Parser Functions#
The following functions can be used to create the final TOML parser file
- adtl.autoparser.create_parser(mappings: DataFrame | str, schema_path: Path, parser_name: str, description: str | None = None, constant_fields: dict[str, dict[str, bool]] | None = None)
Takes the csv mapping file created by create_mapping and writes out a TOML parser
Generates a TOML parser for use with ADTL from the intermediate CSV file generated by create_mapping. This will generate a TOML file that can be used to parse raw data into the format expected by the schema.
- Parameters:
mappings – Path to the CSV file containing the mappings
schema_path – Path to the schema file
parser_name – Name of the parser to create
description – Description of the parser. Defaults to the parser name.
constant_fields – Constant fields are those which are single values, rather than taken from a field in the source data.
- Return type:
None
Class definitions#
You can also interact with the base class parserGenerator
- class adtl.autoparser.ParserGenerator(mappings: DataFrame | str | Path | dict[str, DataFrame | str | Path], schema_path: Path | str, parser_name: str, description: str | None = None, constant_fields: dict[str, dict[str, bool]] | None = None)#
Class for creating a TOML parser from an intermediate CSV file.
Use create_parser() to write out the TOML parser file, as the function equivalent of the command line create-parser script.
- Parameters:
mappings (pd.DataFrame | str | Path) – The intermediate CSV file created by create_mapping.py
schema_path (Path | str) – The path to the folder containing all the schema files
parser_name (str) – The name of the parser
description (str, optional) – The description of the parser
constant_fields (dict[str, dict[str, bool]], optional) – Constant fields are those which are single values, rather than taken from a field from the source data. For example, if an entire dataset is from the DRC, but a country field is in the target schema, there may not be a field in the dataset stating the country. A dictionary of constant fields for each table, where the keys are the table names and the values are boolean True/False values indicating whether the field should be pulled from the source data or not. All fields in wide tables default to False, while long tables default to True for all columns except the value column(s).

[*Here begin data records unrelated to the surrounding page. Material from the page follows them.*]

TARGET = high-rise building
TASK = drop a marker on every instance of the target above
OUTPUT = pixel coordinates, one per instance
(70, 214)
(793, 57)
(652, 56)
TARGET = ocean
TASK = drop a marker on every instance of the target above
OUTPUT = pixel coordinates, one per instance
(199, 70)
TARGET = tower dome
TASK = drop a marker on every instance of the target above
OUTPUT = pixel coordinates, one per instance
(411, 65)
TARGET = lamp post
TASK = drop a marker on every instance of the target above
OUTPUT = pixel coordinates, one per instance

- create_parser(file_name: str = None)#
Main function to create the TOML parser from the intermediate CSV file.
- header() dict[str, Any]#
The ADTL-specific header for the TOML file
- make_single_parser() dict[str, Any]#
Takes the csv mapping file from create_mapping and writes out a TOML parser
Generates a TOML parser for use with ADTL using the intermediate CSV file from by create_mapping. This will generate a TOML file that can be used to parse raw data into the format expected by the schema.
- Returns:
Dictionary containing the TOML parser data, ready to be written out.
- Return type:
dict
- write_toml(data: dict[str, Any], output: str = None)#
Write a dictionary structure to a TOML file, using output as the filename if provided.
- Parameters:
data (dict) – Dictionary containing the TOML parser data
output (str, optional) – Filename to write the TOML data to. Defaults to the name of the parser.